By Cindy Wooden
Catholic News Service
LUND, Sweden — Urging Catholics and Lutherans to take decisive steps toward unity, Pope Francis nevertheless offered no new openings to the idea of sharing Communion before full unity is achieved.
“We Christians will be credible witnesses of mercy to the extent that forgiveness, renewal and reconciliation are daily experienced in our midst,” the pope said Oct. 31 during an ecumenical prayer service in the Lutherans’ Lund cathedral, which was built as a Catholic cathedral in the 11th century.
With the prayer service, Pope Francis and leaders of the Lutheran World Federation launched a year of activities to mark the 500th anniversary in 2017 of Martin Luther’s efforts to reform the church.
For Pope Francis and the Vatican, Catholics are called to commemorate the event by focusing on concrete ways to express and strengthen the doctrinal agreements reached by Catholic and Lutheran theologians over the past 50 years. The most appropriate way to mark the anniversary, they said, was with common prayer and renewed commitments to working together to help the poor and promote justice.
The Lutherans agree, but many also saw the joint commemoration as a moment to recognize that the joint agreements on issues of faith over the past 50 years mean it is appropriate now to expand occasions when eucharistic sharing is possible.
The Catholic Church has insisted that regular sharing of the Eucharist will be possible only when divided Christians have attained full unity.
In his homily at the Lund cathedral, the Rev. Martin Junge, general secretary of the Lutheran World Federation, expressed his hope for shared Communion sooner.
While in the past Catholics and Lutherans sometimes carried stones to throw at each other, he said, that is no longer possible “now that we know who we are in Christ.” The stones cannot be used “to raise walls of separation and exclusion” either, he said.
“Jesus Christ calls us to be ambassadors of reconciliation,” he said, using stones for “building bridges so that we can draw closer to each other, houses where we can meet together and tables — yes, tables — where we can share the bread and the wine, the presence of Jesus Christ who has never left us and who calls us to abide in him so the world may believe.”
A joint statement signed in Lund by Pope Francis and Lutheran Bishop Munib Younan, president of the Lutheran World Federation, said, “Many members of our communities yearn to receive the Eucharist at one table as the concrete expression of full unity.”

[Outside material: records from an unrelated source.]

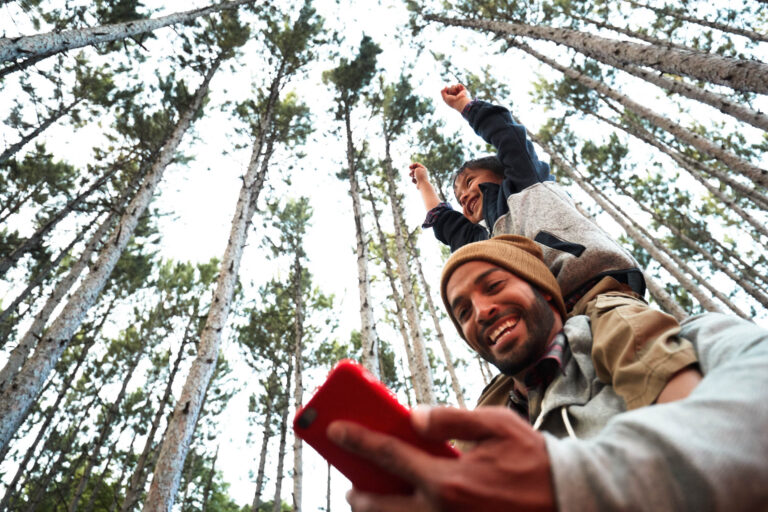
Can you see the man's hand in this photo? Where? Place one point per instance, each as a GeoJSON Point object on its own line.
{"type": "Point", "coordinates": [508, 469]}
{"type": "Point", "coordinates": [456, 97]}
{"type": "Point", "coordinates": [418, 174]}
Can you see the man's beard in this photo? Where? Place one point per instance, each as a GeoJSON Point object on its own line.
{"type": "Point", "coordinates": [538, 322]}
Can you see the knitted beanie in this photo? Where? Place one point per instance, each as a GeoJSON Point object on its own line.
{"type": "Point", "coordinates": [516, 254]}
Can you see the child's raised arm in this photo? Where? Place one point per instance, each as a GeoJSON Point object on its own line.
{"type": "Point", "coordinates": [456, 97]}
{"type": "Point", "coordinates": [419, 176]}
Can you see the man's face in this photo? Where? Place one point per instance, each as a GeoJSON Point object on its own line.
{"type": "Point", "coordinates": [502, 318]}
{"type": "Point", "coordinates": [468, 194]}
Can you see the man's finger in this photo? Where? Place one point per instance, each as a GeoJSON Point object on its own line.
{"type": "Point", "coordinates": [441, 423]}
{"type": "Point", "coordinates": [366, 502]}
{"type": "Point", "coordinates": [385, 451]}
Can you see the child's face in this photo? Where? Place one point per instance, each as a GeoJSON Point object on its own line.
{"type": "Point", "coordinates": [468, 193]}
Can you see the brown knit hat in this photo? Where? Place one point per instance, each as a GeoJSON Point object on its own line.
{"type": "Point", "coordinates": [516, 254]}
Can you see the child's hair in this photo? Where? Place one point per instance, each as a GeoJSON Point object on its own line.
{"type": "Point", "coordinates": [492, 163]}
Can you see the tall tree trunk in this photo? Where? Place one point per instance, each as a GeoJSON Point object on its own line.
{"type": "Point", "coordinates": [58, 114]}
{"type": "Point", "coordinates": [705, 253]}
{"type": "Point", "coordinates": [24, 64]}
{"type": "Point", "coordinates": [104, 316]}
{"type": "Point", "coordinates": [14, 203]}
{"type": "Point", "coordinates": [42, 275]}
{"type": "Point", "coordinates": [277, 502]}
{"type": "Point", "coordinates": [665, 300]}
{"type": "Point", "coordinates": [722, 103]}
{"type": "Point", "coordinates": [396, 298]}
{"type": "Point", "coordinates": [678, 14]}
{"type": "Point", "coordinates": [52, 410]}
{"type": "Point", "coordinates": [167, 474]}
{"type": "Point", "coordinates": [100, 480]}
{"type": "Point", "coordinates": [266, 436]}
{"type": "Point", "coordinates": [367, 325]}
{"type": "Point", "coordinates": [423, 377]}
{"type": "Point", "coordinates": [741, 75]}
{"type": "Point", "coordinates": [104, 432]}
{"type": "Point", "coordinates": [35, 240]}
{"type": "Point", "coordinates": [665, 250]}
{"type": "Point", "coordinates": [119, 483]}
{"type": "Point", "coordinates": [756, 174]}
{"type": "Point", "coordinates": [706, 302]}
{"type": "Point", "coordinates": [55, 42]}
{"type": "Point", "coordinates": [695, 169]}
{"type": "Point", "coordinates": [19, 354]}
{"type": "Point", "coordinates": [628, 32]}
{"type": "Point", "coordinates": [438, 330]}
{"type": "Point", "coordinates": [209, 482]}
{"type": "Point", "coordinates": [16, 401]}
{"type": "Point", "coordinates": [298, 298]}
{"type": "Point", "coordinates": [138, 477]}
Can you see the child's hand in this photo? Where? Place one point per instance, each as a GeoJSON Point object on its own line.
{"type": "Point", "coordinates": [418, 174]}
{"type": "Point", "coordinates": [456, 97]}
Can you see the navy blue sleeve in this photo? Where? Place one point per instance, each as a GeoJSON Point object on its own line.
{"type": "Point", "coordinates": [494, 124]}
{"type": "Point", "coordinates": [455, 230]}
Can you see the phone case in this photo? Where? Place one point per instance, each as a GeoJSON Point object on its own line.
{"type": "Point", "coordinates": [352, 393]}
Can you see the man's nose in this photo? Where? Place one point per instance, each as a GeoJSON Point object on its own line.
{"type": "Point", "coordinates": [486, 309]}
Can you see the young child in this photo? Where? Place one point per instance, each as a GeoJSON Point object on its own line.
{"type": "Point", "coordinates": [635, 347]}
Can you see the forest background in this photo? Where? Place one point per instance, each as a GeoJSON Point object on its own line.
{"type": "Point", "coordinates": [198, 218]}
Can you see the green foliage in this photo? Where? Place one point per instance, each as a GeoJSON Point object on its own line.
{"type": "Point", "coordinates": [441, 154]}
{"type": "Point", "coordinates": [294, 42]}
{"type": "Point", "coordinates": [350, 78]}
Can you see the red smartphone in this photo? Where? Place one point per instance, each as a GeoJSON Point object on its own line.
{"type": "Point", "coordinates": [352, 393]}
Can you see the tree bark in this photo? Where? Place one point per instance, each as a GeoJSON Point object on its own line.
{"type": "Point", "coordinates": [722, 103]}
{"type": "Point", "coordinates": [756, 174]}
{"type": "Point", "coordinates": [438, 330]}
{"type": "Point", "coordinates": [138, 477]}
{"type": "Point", "coordinates": [52, 410]}
{"type": "Point", "coordinates": [298, 392]}
{"type": "Point", "coordinates": [19, 354]}
{"type": "Point", "coordinates": [16, 401]}
{"type": "Point", "coordinates": [740, 75]}
{"type": "Point", "coordinates": [266, 436]}
{"type": "Point", "coordinates": [664, 43]}
{"type": "Point", "coordinates": [8, 153]}
{"type": "Point", "coordinates": [167, 472]}
{"type": "Point", "coordinates": [209, 482]}
{"type": "Point", "coordinates": [34, 240]}
{"type": "Point", "coordinates": [40, 277]}
{"type": "Point", "coordinates": [277, 502]}
{"type": "Point", "coordinates": [55, 42]}
{"type": "Point", "coordinates": [396, 297]}
{"type": "Point", "coordinates": [665, 300]}
{"type": "Point", "coordinates": [367, 324]}
{"type": "Point", "coordinates": [706, 302]}
{"type": "Point", "coordinates": [674, 13]}
{"type": "Point", "coordinates": [424, 372]}
{"type": "Point", "coordinates": [104, 432]}
{"type": "Point", "coordinates": [695, 168]}
{"type": "Point", "coordinates": [705, 253]}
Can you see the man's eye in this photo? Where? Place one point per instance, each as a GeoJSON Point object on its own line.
{"type": "Point", "coordinates": [494, 286]}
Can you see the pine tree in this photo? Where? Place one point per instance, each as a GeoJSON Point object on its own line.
{"type": "Point", "coordinates": [349, 79]}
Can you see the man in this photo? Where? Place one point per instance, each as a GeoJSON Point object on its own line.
{"type": "Point", "coordinates": [708, 452]}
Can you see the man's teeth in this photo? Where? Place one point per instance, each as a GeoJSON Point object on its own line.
{"type": "Point", "coordinates": [509, 324]}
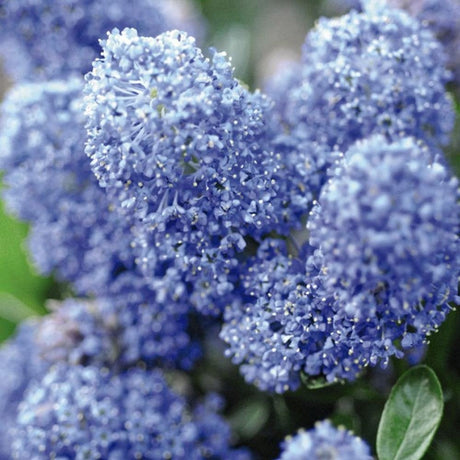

Particularly referring to Catholic-Lutheran married couples, the two leaders’ statement said, “We experience the pain of those who share their whole lives, but cannot share God’s redeeming presence at the eucharistic table. We acknowledge our joint pastoral responsibility to respond to the spiritual thirst and hunger of our people to be one in Christ.”
However, they did not authorize further opportunities for shared Communion, but expressed longing “for this wound in the body of Christ to be healed. This is the goal of our ecumenical endeavors, which we wish to advance, also by renewing our commitment to theological dialogue.”
Pope Francis began the service praying that the Holy Spirit would “help us to rejoice in the gifts that have come to the church through the Reformation.” In an interview released Oct. 28, he said those gifts were greater appreciation of the Bible as God’s word and an acknowledgement that members of the church are called to a process of ongoing reform.
The service was punctuated with music from around the world, including a Kyrie or “Lord Have Mercy” in Aramaic, the language Jesus spoke. Catholic and Lutheran leaders took turns asking God’s forgiveness for maintaining divisions, “bearing false witness” against each other and allowing political and economic interests to exacerbate the wounds in the body of Christ.
Lutheran Archbishop Antje Jackelen of Uppsala, the first woman to serve as primate of Sweden, read the Gospel at the service.
In his homily, Pope Francis insisted that Catholics and Lutherans must “look with love and honesty at our past, recognizing error and seeking forgiveness.”
The division among Christians, he said, goes against Christ’s will for his disciples, weakens their ability to serve the world and often makes it difficult for others to believe Christianity is a religion of peace and fraternity.
The Gospel reading at the service, from John 15, was about Jesus being the vine and his disciples being the branches. In his homily, Rev. Junge said that too often over the past 499 years, Catholics and Lutherans saw each other “as branches separated from the true vine, Christ.”
Yet, he said, “Jesus never forgot us, even when we seemed to have forgotten him, losing ourselves in violent and hateful actions.”
After 50 years of Catholic-Lutheran dialogue, Rev. Junge said, “we acknowledge that there is much more that unites us than that which separates us. We are branches of the same vine. We are one in baptism.”